O diretor-executivo da Nvidia, Jensen Huang, declarou que os Estados Unidos não estão “muito à frente” da China na disputa global por liderança em inteligência artificial (IA). A avaliação foi feita nesta quarta-feira, 8 de outubro, durante participação no programa Squawk Box, da CNBC.
Viagem a Pequim e elogios à concorrência chinesa
Huang viajou à China em julho, pouco depois de o então presidente norte-americano, Donald Trump, impor novas restrições comerciais ao país asiático. Desde então, o executivo tem mantido diálogo próximo com empresas chinesas e enfatizado o potencial tecnológico local.
“Não se esqueçam de que este é um país com chips. Eles têm a Huawei e startups muito sofisticadas construindo chips de IA”, afirmou. Segundo Huang, a atuação de companhias como Alibaba e Baidu mostra a velocidade com que o mercado chinês avança, impulsionada pela ausência de regulamentações que possam frear o desenvolvimento.
Impacto das sanções e resposta chinesa
As restrições impostas por Washington levaram Pequim a proibir a utilização de chips da Nvidia em entidades locais, abrindo espaço para fornecedores domésticos. “Os pedidos na China estão avançando incrivelmente rápido. Esta é uma área que me preocupa bastante”, disse o executivo.
Infraestrutura e pesquisa
Huang avaliou que a China já supera os EUA em energia e infraestrutura voltadas à IA, enquanto os norte-americanos mantêm a dianteira na produção de chips. De acordo com ele, o país asiático concentra 50% dos pesquisadores de IA do mundo e detém 30% do mercado de tecnologia, sustentado por uma base de aproximadamente um bilhão de usuários.

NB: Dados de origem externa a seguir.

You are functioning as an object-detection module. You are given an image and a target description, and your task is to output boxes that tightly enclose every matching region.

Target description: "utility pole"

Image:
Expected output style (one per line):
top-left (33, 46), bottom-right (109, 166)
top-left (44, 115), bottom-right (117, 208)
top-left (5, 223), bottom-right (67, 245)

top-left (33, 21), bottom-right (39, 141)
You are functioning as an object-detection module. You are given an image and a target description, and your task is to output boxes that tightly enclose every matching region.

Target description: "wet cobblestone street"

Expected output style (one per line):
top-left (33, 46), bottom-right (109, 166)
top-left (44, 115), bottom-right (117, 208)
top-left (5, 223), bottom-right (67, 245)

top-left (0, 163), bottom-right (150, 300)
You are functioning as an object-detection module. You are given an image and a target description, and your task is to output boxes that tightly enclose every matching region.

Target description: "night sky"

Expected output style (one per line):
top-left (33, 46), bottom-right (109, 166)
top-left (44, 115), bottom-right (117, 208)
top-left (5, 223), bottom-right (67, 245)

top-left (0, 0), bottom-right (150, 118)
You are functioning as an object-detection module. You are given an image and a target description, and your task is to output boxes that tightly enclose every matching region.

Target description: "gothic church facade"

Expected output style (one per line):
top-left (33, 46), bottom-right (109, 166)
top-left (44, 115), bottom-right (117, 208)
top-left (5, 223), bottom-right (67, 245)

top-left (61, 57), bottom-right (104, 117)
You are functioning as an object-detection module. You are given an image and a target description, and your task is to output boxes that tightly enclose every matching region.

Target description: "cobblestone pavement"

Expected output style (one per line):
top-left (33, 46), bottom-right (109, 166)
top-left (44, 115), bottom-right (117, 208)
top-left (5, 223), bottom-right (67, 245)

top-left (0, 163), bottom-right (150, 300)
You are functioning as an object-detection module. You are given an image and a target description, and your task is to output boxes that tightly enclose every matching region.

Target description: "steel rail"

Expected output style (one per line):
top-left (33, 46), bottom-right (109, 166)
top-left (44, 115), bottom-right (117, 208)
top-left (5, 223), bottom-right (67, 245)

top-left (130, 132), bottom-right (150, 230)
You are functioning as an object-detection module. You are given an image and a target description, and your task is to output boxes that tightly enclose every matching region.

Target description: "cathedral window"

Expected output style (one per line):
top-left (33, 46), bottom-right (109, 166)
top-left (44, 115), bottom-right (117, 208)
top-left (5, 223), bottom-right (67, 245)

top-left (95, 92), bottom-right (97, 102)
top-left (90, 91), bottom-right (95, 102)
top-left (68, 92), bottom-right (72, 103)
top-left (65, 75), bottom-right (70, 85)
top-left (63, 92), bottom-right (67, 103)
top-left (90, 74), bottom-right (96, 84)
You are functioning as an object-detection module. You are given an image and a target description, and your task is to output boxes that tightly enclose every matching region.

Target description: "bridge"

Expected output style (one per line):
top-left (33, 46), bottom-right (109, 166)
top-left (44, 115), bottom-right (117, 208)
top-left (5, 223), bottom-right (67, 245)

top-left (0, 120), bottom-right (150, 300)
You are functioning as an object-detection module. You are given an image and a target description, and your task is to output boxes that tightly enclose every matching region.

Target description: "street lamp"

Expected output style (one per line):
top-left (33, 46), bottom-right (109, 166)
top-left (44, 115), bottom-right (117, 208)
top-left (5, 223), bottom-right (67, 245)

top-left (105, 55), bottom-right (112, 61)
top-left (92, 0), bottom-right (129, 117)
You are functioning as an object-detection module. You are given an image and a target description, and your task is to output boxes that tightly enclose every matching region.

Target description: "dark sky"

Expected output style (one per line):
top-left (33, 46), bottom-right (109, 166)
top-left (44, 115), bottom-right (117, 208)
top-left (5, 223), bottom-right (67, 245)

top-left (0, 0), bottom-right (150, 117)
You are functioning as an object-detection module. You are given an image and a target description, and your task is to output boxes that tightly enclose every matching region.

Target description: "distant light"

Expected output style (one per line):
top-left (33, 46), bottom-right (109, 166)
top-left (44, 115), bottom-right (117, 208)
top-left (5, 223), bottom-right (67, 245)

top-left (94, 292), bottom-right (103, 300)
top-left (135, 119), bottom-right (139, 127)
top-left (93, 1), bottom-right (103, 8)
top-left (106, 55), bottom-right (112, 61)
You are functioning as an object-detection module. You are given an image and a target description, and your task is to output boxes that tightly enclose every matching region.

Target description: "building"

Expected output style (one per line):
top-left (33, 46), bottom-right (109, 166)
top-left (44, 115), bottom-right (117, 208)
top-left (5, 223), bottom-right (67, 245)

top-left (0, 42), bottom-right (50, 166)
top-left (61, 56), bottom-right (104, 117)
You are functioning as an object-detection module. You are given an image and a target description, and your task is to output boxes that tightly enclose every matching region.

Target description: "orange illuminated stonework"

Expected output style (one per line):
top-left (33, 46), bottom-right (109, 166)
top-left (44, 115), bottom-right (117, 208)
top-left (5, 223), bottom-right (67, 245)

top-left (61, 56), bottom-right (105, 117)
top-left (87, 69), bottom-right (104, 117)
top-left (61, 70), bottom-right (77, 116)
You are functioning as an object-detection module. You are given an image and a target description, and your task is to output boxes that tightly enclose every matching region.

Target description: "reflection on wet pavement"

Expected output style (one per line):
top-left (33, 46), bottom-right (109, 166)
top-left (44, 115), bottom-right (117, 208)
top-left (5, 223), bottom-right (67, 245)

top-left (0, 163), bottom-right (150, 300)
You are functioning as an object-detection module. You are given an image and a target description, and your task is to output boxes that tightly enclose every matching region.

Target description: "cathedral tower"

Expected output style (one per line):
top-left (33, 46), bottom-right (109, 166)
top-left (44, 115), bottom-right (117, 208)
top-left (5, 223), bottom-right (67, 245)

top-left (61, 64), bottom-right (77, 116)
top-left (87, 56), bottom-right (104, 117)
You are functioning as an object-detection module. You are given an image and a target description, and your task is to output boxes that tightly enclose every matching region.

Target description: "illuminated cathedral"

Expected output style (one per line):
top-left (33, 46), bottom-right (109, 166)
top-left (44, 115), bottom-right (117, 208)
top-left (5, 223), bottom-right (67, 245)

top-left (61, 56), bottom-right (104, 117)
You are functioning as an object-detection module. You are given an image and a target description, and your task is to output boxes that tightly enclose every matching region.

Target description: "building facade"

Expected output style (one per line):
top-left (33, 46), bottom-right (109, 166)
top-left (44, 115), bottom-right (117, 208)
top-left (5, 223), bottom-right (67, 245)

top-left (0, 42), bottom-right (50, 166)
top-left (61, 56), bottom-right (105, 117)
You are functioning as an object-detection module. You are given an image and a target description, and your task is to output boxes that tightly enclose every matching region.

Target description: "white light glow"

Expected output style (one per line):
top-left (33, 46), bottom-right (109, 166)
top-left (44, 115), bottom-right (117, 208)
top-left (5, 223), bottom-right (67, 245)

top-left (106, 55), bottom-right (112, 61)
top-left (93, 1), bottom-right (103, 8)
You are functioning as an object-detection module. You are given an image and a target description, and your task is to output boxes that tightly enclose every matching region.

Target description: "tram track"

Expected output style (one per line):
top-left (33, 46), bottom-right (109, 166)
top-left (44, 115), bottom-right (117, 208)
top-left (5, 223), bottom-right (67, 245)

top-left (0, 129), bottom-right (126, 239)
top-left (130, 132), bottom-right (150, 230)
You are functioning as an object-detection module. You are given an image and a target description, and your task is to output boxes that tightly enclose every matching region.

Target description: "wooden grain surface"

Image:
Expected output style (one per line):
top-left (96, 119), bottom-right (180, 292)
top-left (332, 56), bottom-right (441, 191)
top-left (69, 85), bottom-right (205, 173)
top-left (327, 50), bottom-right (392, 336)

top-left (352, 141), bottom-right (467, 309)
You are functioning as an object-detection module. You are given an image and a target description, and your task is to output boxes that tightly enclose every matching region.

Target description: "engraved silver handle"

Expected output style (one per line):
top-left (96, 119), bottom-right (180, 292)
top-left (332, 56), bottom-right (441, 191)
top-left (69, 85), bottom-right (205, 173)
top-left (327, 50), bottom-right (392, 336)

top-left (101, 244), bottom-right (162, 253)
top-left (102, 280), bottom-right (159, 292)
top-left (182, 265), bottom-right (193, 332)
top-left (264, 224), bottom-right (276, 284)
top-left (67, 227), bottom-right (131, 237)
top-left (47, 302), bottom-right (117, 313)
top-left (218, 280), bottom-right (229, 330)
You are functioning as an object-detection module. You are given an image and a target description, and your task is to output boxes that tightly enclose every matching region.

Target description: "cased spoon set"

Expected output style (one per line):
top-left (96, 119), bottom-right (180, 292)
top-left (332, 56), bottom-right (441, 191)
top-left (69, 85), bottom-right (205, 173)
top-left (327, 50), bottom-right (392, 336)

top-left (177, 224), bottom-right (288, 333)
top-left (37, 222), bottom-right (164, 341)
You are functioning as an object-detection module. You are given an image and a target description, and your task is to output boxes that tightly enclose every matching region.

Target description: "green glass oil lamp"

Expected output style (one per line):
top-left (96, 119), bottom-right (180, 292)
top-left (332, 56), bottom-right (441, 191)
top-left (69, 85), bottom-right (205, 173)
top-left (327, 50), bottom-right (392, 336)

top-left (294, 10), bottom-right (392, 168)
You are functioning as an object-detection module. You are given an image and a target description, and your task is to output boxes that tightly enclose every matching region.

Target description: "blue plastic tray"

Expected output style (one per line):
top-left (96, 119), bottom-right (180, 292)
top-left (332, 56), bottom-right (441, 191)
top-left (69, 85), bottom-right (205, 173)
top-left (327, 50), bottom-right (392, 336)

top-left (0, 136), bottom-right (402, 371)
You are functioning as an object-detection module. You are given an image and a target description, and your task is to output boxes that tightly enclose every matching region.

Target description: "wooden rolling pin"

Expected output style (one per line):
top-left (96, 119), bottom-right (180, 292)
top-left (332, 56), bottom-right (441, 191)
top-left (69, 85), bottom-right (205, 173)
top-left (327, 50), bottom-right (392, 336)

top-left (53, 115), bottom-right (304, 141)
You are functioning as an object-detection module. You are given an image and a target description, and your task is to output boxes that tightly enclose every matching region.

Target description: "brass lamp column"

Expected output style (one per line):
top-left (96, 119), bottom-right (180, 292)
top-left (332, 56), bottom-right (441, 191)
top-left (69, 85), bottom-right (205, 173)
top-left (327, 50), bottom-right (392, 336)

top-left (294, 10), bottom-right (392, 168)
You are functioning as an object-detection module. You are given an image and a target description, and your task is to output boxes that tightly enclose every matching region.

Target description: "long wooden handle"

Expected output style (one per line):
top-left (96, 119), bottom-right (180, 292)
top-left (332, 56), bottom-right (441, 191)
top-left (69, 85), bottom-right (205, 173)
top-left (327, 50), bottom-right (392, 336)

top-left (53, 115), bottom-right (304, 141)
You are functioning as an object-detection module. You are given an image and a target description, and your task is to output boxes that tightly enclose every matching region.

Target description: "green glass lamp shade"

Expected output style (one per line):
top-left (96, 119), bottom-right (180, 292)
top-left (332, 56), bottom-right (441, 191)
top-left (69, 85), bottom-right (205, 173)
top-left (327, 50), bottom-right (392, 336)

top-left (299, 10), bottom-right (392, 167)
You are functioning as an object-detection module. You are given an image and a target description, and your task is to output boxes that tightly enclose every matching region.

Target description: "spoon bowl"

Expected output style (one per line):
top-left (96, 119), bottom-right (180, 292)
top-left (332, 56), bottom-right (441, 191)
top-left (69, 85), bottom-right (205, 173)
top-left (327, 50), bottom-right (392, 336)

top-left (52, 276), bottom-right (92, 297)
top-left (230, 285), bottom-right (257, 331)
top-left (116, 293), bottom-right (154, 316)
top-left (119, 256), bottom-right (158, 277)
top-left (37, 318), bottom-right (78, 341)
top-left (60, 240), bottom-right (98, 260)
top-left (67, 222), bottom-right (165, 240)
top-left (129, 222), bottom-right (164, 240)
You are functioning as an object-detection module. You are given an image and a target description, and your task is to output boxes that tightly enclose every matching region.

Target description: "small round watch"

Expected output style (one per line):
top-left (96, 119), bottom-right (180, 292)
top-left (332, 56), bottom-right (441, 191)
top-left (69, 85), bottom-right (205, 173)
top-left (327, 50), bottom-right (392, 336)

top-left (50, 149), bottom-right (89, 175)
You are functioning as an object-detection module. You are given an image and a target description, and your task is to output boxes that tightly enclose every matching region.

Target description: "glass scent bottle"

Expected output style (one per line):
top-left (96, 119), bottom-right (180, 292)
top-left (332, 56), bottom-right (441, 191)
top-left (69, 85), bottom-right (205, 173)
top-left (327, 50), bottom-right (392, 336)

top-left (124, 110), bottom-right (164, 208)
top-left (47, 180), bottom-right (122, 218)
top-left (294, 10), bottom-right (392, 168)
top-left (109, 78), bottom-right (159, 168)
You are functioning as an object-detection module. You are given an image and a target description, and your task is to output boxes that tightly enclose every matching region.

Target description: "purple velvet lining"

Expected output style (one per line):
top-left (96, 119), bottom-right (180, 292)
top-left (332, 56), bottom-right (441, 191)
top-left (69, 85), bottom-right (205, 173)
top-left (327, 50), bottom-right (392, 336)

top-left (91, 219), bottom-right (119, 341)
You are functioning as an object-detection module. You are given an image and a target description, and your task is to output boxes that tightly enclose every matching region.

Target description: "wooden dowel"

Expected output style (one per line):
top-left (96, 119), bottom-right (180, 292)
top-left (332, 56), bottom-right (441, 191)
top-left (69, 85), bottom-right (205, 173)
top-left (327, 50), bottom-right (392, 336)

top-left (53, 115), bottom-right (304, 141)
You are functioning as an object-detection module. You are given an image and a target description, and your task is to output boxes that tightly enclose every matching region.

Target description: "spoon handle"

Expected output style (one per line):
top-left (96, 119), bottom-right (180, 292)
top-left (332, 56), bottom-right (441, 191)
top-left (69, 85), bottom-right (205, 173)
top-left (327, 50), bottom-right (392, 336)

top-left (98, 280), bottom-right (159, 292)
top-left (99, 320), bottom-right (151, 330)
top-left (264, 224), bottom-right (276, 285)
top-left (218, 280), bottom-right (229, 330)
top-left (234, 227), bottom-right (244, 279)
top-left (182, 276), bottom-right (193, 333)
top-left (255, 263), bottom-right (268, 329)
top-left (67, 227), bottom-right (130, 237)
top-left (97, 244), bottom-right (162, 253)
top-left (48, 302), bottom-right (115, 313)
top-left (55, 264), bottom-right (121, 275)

“O mercado chinês é grande. Não é um mercado do qual você possa se afastar facilmente se o objetivo for que os Estados Unidos vençam a corrida da IA”, declarou.
Imagem: Mijansk
Pressa na aplicação
Para o CEO, vencer a competição dependerá da rapidez na adoção prática de soluções de inteligência artificial. Ele citou empresas como Azure, CoreWeave e Anthropic como essenciais nessa etapa, mas ressaltou que os EUA precisam conquistar desenvolvedores e mercados globais em vez de disputar apenas internamente.
Apesar de a Nvidia ser considerada a principal fornecedora de chips de IA, a companhia mantém parcerias estratégicas — como as firmadas com OpenAI e Intel — para reforçar sua posição diante do avanço chinês.
As declarações de Jensen Huang reforçam a percepção de que a liderança norte-americana no setor depende não só do desenvolvimento de hardware, mas também da capacidade de disseminar rapidamente aplicações de IA em escala mundial.